Mia Wasikowska does what she can with an underwritten role, as she often does; Jackie's repeated self-harm and the eagerness with which she turns Reed's viciousness against him are hardly explored (emotionally or thematically), though Wasikowska brings shades of depth to the character's erratic behavior. (That said, 2018's Damsel offers a more interesting Wasikowska character who vehemently unsettles the gender roles of the genre and setting.) As Reed, Christopher Abbott looks the part, but he wears a blank expression throughout 95% of the movie, with that ambiguity apparently meant to denote a complex and turbulent state of mind. 

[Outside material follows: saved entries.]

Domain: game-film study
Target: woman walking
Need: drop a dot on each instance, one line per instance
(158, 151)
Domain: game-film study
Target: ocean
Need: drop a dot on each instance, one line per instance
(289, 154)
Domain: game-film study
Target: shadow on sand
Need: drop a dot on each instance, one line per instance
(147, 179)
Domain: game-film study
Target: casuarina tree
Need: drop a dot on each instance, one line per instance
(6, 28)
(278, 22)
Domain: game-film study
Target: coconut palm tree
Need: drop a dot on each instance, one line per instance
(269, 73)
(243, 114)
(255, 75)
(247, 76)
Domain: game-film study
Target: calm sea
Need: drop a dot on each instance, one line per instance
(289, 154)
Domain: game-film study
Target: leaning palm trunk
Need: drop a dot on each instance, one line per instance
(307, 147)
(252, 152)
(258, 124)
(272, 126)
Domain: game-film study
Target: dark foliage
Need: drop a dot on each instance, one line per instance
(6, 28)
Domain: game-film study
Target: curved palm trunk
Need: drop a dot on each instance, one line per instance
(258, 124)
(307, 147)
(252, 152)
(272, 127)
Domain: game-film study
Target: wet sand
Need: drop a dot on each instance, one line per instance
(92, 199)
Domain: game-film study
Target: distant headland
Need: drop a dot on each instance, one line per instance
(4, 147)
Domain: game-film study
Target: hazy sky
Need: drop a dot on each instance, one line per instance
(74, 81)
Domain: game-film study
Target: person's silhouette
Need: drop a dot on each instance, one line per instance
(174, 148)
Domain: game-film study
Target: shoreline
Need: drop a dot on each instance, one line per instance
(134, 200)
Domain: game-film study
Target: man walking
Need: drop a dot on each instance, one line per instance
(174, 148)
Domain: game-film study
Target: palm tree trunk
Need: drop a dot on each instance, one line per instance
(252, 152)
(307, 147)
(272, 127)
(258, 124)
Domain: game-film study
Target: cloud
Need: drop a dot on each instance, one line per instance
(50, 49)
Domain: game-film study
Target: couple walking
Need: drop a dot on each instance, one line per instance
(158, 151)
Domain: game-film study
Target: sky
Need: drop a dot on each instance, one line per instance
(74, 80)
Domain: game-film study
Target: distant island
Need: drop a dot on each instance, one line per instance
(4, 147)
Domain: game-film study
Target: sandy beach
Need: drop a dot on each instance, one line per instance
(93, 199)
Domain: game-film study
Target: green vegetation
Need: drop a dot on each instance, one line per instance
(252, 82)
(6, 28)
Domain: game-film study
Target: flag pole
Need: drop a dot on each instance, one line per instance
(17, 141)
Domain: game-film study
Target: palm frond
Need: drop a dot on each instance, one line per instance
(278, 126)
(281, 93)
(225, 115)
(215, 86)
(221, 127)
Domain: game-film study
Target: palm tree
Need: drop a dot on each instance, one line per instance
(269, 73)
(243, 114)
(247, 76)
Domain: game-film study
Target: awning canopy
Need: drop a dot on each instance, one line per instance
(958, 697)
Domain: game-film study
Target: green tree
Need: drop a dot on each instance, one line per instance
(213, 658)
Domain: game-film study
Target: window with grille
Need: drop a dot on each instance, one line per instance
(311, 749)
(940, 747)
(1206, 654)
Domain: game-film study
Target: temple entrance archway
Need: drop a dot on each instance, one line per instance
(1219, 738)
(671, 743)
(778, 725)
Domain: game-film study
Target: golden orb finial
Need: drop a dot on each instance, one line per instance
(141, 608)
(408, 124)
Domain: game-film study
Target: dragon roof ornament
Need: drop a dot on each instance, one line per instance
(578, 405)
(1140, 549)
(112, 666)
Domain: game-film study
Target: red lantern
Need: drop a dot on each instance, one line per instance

Strangely, where the movie really begins to derail itself is in the second half, when it begins to indulge a fondness for surreal, horrific hallucination. There are lush red carpets that meld into characters' skin, a nasty little succubus that enters a character through the eyeball, a prostitute with her bathrobe hanging open, a festering wound on her gut exposing her innards. These are arresting images on the surface, but Pesce presents them with overly glib satisfaction, content to throw them at the audience with no underlying meaning. And while Piercing tries to be a progressive work that reverses the gender roles of the horror genre, it still succumbs to casual sexism in its images of virginal young girls killing rabbits and haggard old prostitutes smoking cigarettes with their breasts exposed. It's a pseudo-feminist movie made by someone who clearly has no interest in plumbing his female characters, except in the most literal, ice-pick-to-the-abdomen sense.